Вы, наверное, спросите, как мы подружились? За его спиной я стал яркой защищенной тенью, благодарной яркому спасителю, но одного сюжета было мало. Долгое время Маня доставал меня своими шалашами в лесу, охотой на кабанов, от которых он только и делал сам, что удирал. Да-да, с этого начинался путь великого короля. Но я к тому привык.

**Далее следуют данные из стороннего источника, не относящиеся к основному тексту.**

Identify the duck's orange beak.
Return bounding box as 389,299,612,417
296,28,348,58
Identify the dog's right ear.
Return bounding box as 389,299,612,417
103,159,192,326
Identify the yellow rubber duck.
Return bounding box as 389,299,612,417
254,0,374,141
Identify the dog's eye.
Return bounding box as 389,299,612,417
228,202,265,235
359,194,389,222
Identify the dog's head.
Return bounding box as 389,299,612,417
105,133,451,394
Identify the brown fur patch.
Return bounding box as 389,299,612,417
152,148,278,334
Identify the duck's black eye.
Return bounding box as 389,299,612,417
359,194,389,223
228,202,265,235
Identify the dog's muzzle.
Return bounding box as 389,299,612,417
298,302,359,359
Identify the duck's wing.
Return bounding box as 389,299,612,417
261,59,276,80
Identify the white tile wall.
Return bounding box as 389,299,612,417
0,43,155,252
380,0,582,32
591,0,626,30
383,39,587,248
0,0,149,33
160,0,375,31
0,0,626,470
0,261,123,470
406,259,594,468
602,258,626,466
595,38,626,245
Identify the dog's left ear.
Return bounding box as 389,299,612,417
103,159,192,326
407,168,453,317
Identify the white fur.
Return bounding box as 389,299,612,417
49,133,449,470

Шли годы, а наша дружба крепла, и Маня почти не вырос в высоту. Иногда я относился к нему как к младшему брату, хотя он и был старше и сильнее меня. В простецких бытовых вещах, как и в познании целого мира его просвещал именно я. Он все ловил на лету, хорошо мыслил логически, а я был его карманной энциклопедией по всему, что вокруг. Только с ним я спускался к воде, проходя мимо имения чужой семьи, лазал по испещренному всеми возможными отвратительными жуками лесу и ловил по ночам мотыльков, которых днем изучал.

Меня растили мама и бабушка у Мани же не было даже этого. Он рос почти что во дворе, спал у бывших друзей его родителей, сгинувших от неизвестной болезни, поражающей ткани и органы, и теперь я действительно заменял ему частично семью. После этого он говорил: «В нашей стране не должно быть глупцов и бездарных докторов. Если бы все врачи знали свою работу при всех существующих болезнях, было бы меньше напрасных смертей».

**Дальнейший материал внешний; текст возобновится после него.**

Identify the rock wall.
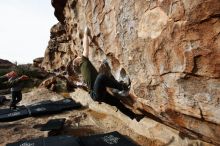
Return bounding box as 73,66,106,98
42,0,220,144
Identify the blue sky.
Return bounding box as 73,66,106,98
0,0,58,63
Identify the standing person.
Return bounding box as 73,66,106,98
0,71,28,109
73,27,143,120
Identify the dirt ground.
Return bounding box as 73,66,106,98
0,88,163,146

Женщины в моем доме его обожали, слушали, развесив свои красивые уши, а еще всегда пытались накормить так, чтобы он больше от них никуда не ушел. Джиро раздувался, и пыхтел, и шутил так, что весь последующий вечер никогда не было слышно его недовольства, мрачной тучей преследующего его настроение обычно. Точно Маню отпускало все то, что в будние дни его терзало. Скорее всего он грезил о потерянной семье. Только потом я смог это связать.

***

В первый раз я и он вместе встретили общую для всех беду. Тогда будто кто-то изнутри решил разложить ту Душу, что делала нас людьми. Всегда кто-то наведывался к нам. Во времена физики и химии наши люди работали здесь денно и нощно, отдавая весь хлеб владельцу земли, а если мы поднимали бунт, то все боялись, и все же жили мы под нашим государем, потому так и должно всегда было быть. Потому и Маня всегда хотел защищать нас и всех остальных людей, живущих в этой стране. Но в этот раз Великий не спас нас. И Манджиро тоже не мог ничего с этим поделать. Я видел, как отчаянно он смотрел в сторону дома, который мы покидали вместе. В этот дом мы не могли больше вернуться никогда. Нас сожгли изнутри те, кто чувствовал, но не понимал Душу земли. Чужаков из Руин тянуло к ней, и это злило их настолько, что они готовы были грабить и убивать на нашей территории, и под горячую руку безжалостного противника попала и наша деревня. Они рождались будто из самой нашей почвы, как чудовища. Они разорили Душу при свете дня, раскололи ее, а осколки забрали себе. Я видел и великаншу, бежавшую с ее маленьким мальчиком, и соседей, успевших еще ранее отвернуться от нас, и в конце белые стены имения с ровно стоящими перед ними черными фигурами двух братьев и сестры с ее мужем. Признаться, я не мог различить тогда сквозь пламя кто из них кто, но в мою память врезалось то, как бесстрашно они глядели на происходящее, даже не шевелясь, как если бы все это было лишь каким-то спектаклем, разыгрывающимся перед их глазами. Мы бежали с нашей родной земли, оставив на ней любимых бабушку и мать, которых было уже не спасти. Наши ноги несли нас подальше оттуда, куда мы всегда должны были приходить.